Miné par un environnement économique morose, “le secteur automobile reste dans les limbes, la demande industrielle est mitigée, et la poussée de fièvre des prix du platine au deuxième semestre va freiner les achats de platine dans la joaillerie en Chine”, abonde Anne-Laure Tremblay, analyste de BNP Paribas.

La Chine représente quelque 70% de la demande mondiale de platine dans le secteur de la joaillerie.

Pour autant, le niveau actuel des cours pourrait représenter “un plancher” à partir duquel ils devraient remonter, a tempéré Robin Bhar, analyste de Société Générale, pointant la situation de blocage sur le bassin de Rustenburg.

“Si les difficultés en Afrique du sud persistent en 2013, le marché pourrait rapidement se retrouver également en déficit l’an prochain”, a reconnu Anne-Laure Tremblay.
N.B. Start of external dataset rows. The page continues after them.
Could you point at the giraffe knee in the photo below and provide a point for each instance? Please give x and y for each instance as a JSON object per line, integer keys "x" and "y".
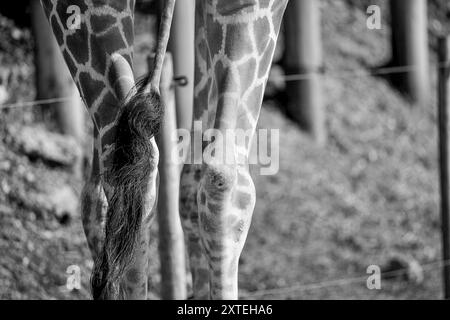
{"x": 218, "y": 180}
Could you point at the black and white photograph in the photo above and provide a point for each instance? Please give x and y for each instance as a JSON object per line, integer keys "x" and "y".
{"x": 251, "y": 150}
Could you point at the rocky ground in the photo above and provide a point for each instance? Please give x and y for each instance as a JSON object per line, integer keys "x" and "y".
{"x": 370, "y": 197}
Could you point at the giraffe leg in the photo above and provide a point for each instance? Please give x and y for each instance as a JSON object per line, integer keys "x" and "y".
{"x": 190, "y": 178}
{"x": 235, "y": 42}
{"x": 225, "y": 211}
{"x": 93, "y": 208}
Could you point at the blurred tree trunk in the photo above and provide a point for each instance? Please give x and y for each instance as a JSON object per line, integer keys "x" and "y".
{"x": 303, "y": 55}
{"x": 53, "y": 79}
{"x": 410, "y": 48}
{"x": 181, "y": 45}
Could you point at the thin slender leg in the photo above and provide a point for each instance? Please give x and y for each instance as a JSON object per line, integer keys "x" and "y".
{"x": 93, "y": 208}
{"x": 190, "y": 178}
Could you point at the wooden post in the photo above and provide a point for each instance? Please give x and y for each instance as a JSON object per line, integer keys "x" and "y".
{"x": 53, "y": 79}
{"x": 410, "y": 48}
{"x": 443, "y": 72}
{"x": 181, "y": 45}
{"x": 171, "y": 239}
{"x": 303, "y": 55}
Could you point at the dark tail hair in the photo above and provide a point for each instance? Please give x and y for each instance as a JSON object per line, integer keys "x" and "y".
{"x": 128, "y": 176}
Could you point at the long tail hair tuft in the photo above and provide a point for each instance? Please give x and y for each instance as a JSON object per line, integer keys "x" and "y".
{"x": 128, "y": 177}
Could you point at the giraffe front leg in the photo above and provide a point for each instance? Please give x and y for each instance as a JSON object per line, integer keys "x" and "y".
{"x": 226, "y": 200}
{"x": 93, "y": 208}
{"x": 190, "y": 178}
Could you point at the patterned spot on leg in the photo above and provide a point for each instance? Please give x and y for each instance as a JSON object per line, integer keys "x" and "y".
{"x": 77, "y": 42}
{"x": 266, "y": 60}
{"x": 101, "y": 22}
{"x": 133, "y": 275}
{"x": 262, "y": 29}
{"x": 241, "y": 199}
{"x": 90, "y": 88}
{"x": 202, "y": 198}
{"x": 57, "y": 30}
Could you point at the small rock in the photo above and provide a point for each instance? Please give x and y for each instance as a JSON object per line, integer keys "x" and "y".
{"x": 64, "y": 204}
{"x": 53, "y": 148}
{"x": 403, "y": 267}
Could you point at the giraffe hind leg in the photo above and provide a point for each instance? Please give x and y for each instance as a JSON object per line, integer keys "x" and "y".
{"x": 225, "y": 211}
{"x": 190, "y": 179}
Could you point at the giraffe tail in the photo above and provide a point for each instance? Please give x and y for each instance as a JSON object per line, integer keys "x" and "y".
{"x": 129, "y": 176}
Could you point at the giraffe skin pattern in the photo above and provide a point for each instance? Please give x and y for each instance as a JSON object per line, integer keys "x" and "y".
{"x": 234, "y": 46}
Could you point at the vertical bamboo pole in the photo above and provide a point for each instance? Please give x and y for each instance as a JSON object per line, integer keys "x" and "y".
{"x": 303, "y": 55}
{"x": 443, "y": 72}
{"x": 171, "y": 240}
{"x": 181, "y": 45}
{"x": 410, "y": 48}
{"x": 53, "y": 79}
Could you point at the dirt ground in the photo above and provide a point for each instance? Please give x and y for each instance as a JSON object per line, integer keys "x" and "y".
{"x": 370, "y": 197}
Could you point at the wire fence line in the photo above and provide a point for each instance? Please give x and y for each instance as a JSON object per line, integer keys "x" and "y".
{"x": 338, "y": 282}
{"x": 286, "y": 78}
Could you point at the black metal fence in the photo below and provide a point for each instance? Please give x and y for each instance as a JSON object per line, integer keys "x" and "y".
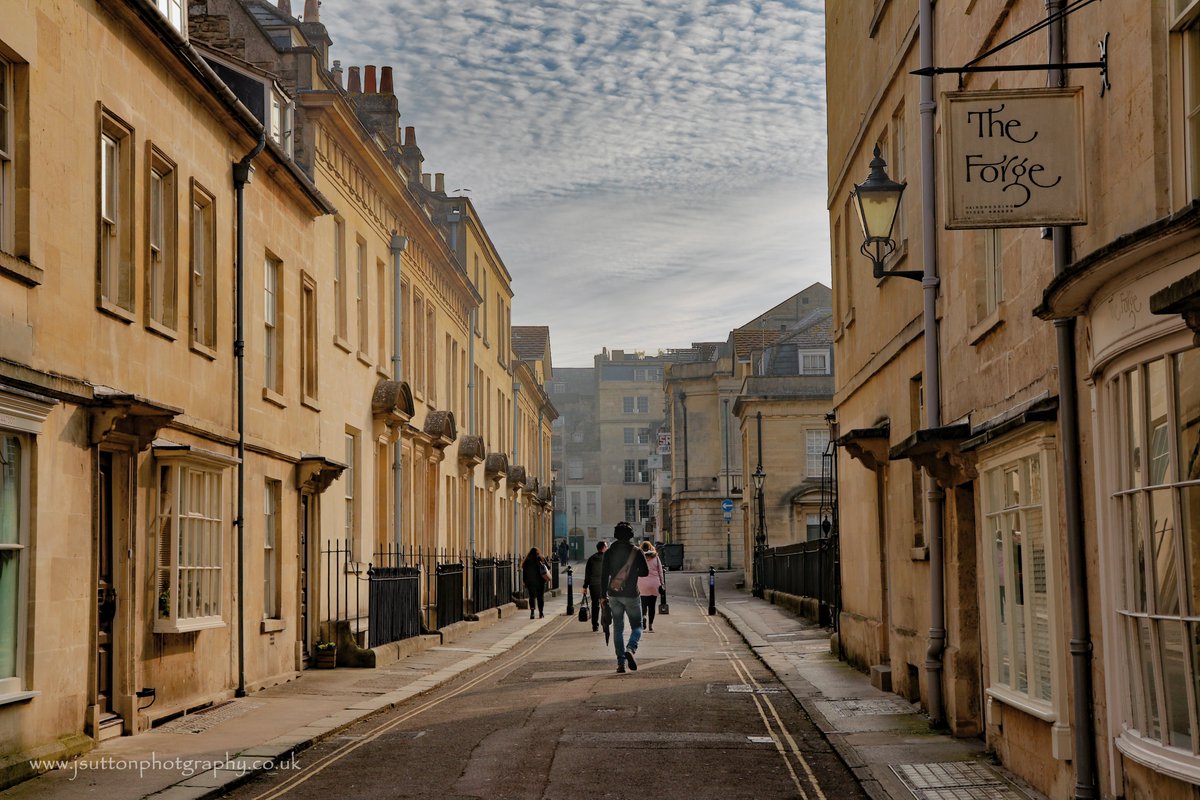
{"x": 807, "y": 570}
Les experts de BNP Paribas misent sur un cours de 1.785 dollars au premier trimestre 2013.

En revanche, chez Johnson Matthey, on n’anticipe pas une folle envolée des prix, mais plutôt un climat de forte volatilité, dans un marché tiraillé entre les aléas de la demande et les pressions sur l’offre, avec un cours moyen attendu de 1.625 dollars au cours des six prochains mois.